Official figures reveal that record numbers of A-level grades were overturned on appeal last year, with 122,500 scripts challenged and 23,200 changed. This compares to 59,500 challenged and 10,550 changed in 2010.

However some are taking so long to be re-marked that pupils are plumping for their second choice of university just to ensure they have a place. And many students from poorer families who fear they may have got the wrong grades cannot afford to contest the results, according to teaching unions.

The Headmasters’ and Headmistresses’ Conference (HMC), which represents leading private schools, said a significant number of independent and state students were facing ‘real unfairness’.

This year some schools are already reporting high numbers of challenges – with Royal Grammar School, Newcastle, saying it has requested 117 re-marks compared to 83 at the same time last year.

A number have had their results dramatically bumped up just a week after they were published. Among them, Brighton College has five more A* grades after remarking and Magdalen College School in Oxford also has five extra A*s.

HMC said that while the proportion of teenagers suffering unfair treatment was small, the impact on individuals could be huge.

Marion Gibbs, the head of the £15,000-a-year James Allen’s Girls’ School in South London, said she was ‘very angry’ about the treatment of one of her pupils by Durham University. She said the girl achieved the required grades for her language degree after a re-mark which took two working days.

But Mrs Gibbs said: ‘The university said it had no place for her. The girl is devastated.’

She said Durham had offered the pupil a place in 2016 but she did not want a gap year, adding: ‘It is her whole life. She set her heart on Durham.’ She added the marking system needed an urgent overhaul, and the exam boards have set up a working group to try to recruit new markers.

Another head, Adam Pettitt of Highgate School in North London, said one of his pupils achieved the grades to study psychology at Durham after a re-mark. ‘She got an email from Durham apologising they couldn’t honour the offer this year, but could in 2016,’ he said.

‘The girl couldn’t afford a gap year, so gave up her place to go to Southampton.’ He added that the university was acting like an airline bumping people off a flight because it has overbooked.

Durham had warned it could not guarantee immediate places for pupils after re-marks. HMC said it also had reports of another eight or so universities, including Warwick and Bristol, holding on to borderline candidates for longer than reasonable before deciding whether to take them, jeopardising their chances of obtaining alternative places.

Exam boards were also taking too long to re-mark many papers, it said, adding: ‘We call on the boards to deal with poor assessment more quickly, and universities to give students fairer treatment.’

A third head, from a West country independent school, said that schools were also concerned about infuriating cases of ‘dire’ marking, particularly when results improved by up to two grades on appeal, sometimes rising from a C to an A.

State school leaders were also critical.

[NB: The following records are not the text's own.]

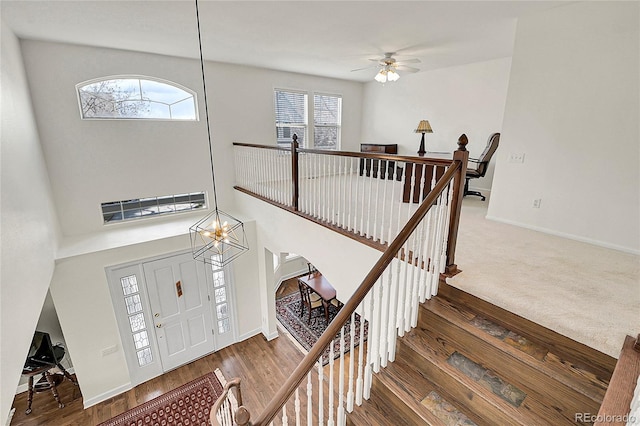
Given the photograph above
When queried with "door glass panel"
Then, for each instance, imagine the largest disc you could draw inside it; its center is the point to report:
(133, 304)
(137, 322)
(141, 339)
(222, 311)
(129, 284)
(221, 302)
(144, 357)
(224, 326)
(218, 278)
(221, 295)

Steve McArdle, assistant head at Durham Johnston comprehensive, said that while schools would pay the £50 to have fast-track re-marks when there was a glaring error, neither they nor pupils could always afford speculative reassessments.

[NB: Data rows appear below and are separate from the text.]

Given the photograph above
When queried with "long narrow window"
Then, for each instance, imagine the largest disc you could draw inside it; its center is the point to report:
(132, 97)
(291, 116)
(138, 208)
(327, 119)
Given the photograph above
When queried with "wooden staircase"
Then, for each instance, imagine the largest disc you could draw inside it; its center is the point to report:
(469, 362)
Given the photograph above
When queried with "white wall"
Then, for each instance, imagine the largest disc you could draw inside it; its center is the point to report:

He added there could be hundreds of poorer pupils missing out on university places for this reason.

Durham University declined to comment yesterday, while Warwick said it was unaware of significant issues and Bristol said it ‘endeavoured to let students know about their place as quickly as possible’.

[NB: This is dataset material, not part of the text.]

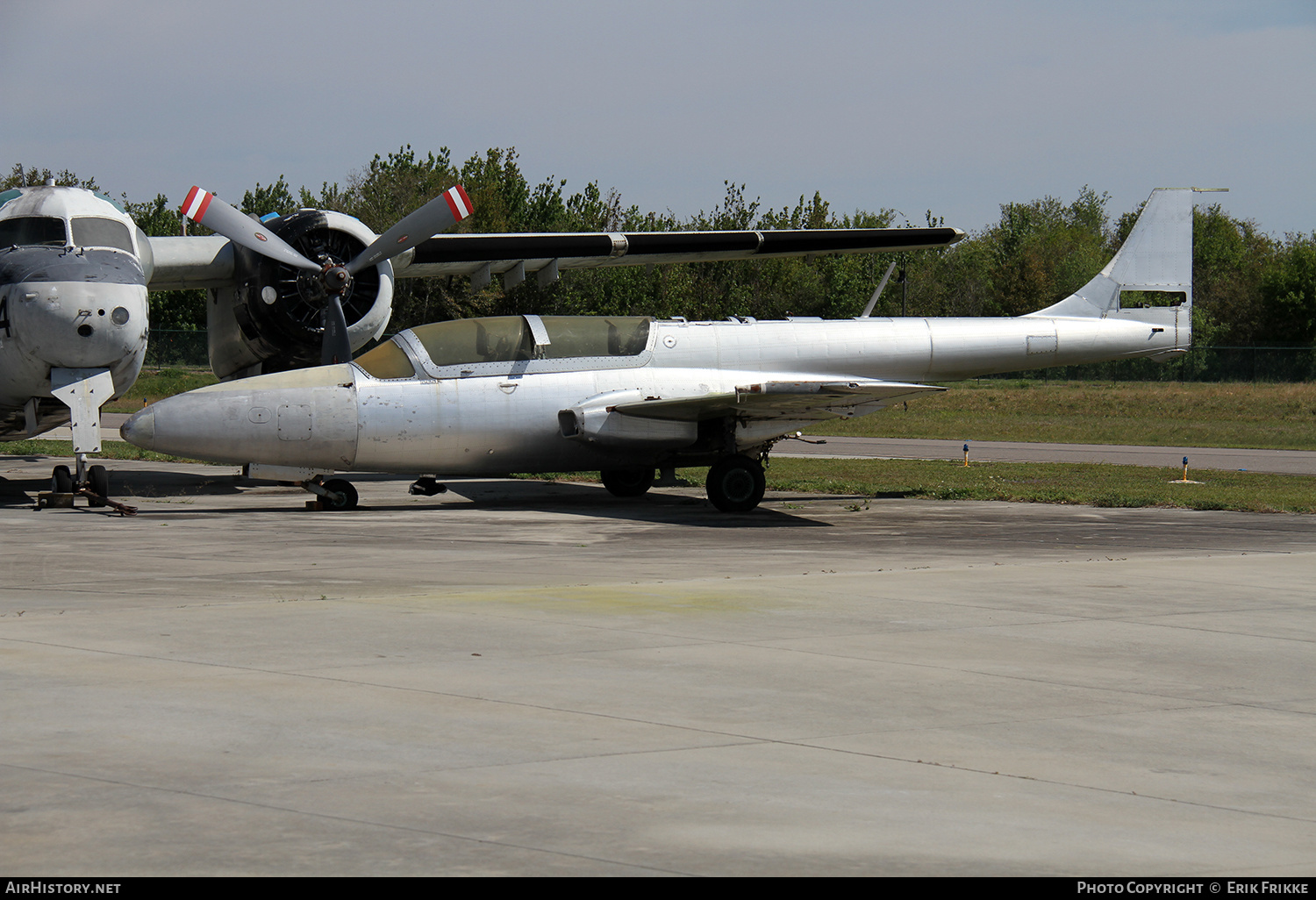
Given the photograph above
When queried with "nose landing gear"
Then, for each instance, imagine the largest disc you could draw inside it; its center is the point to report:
(91, 482)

A spokesman for the Joint Council for Qualifications, which represents exam boards, said: ‘Boards have robust systems in place to ensure marking is accurate.

‘A post-results system is in place for schools that wish to query a student’s grade. This is completed as quickly as possible. It is important to note that less than 1 per cent of grades are changed.

‘Boards have encouraged universities to keep places open until the post-results system is complete.’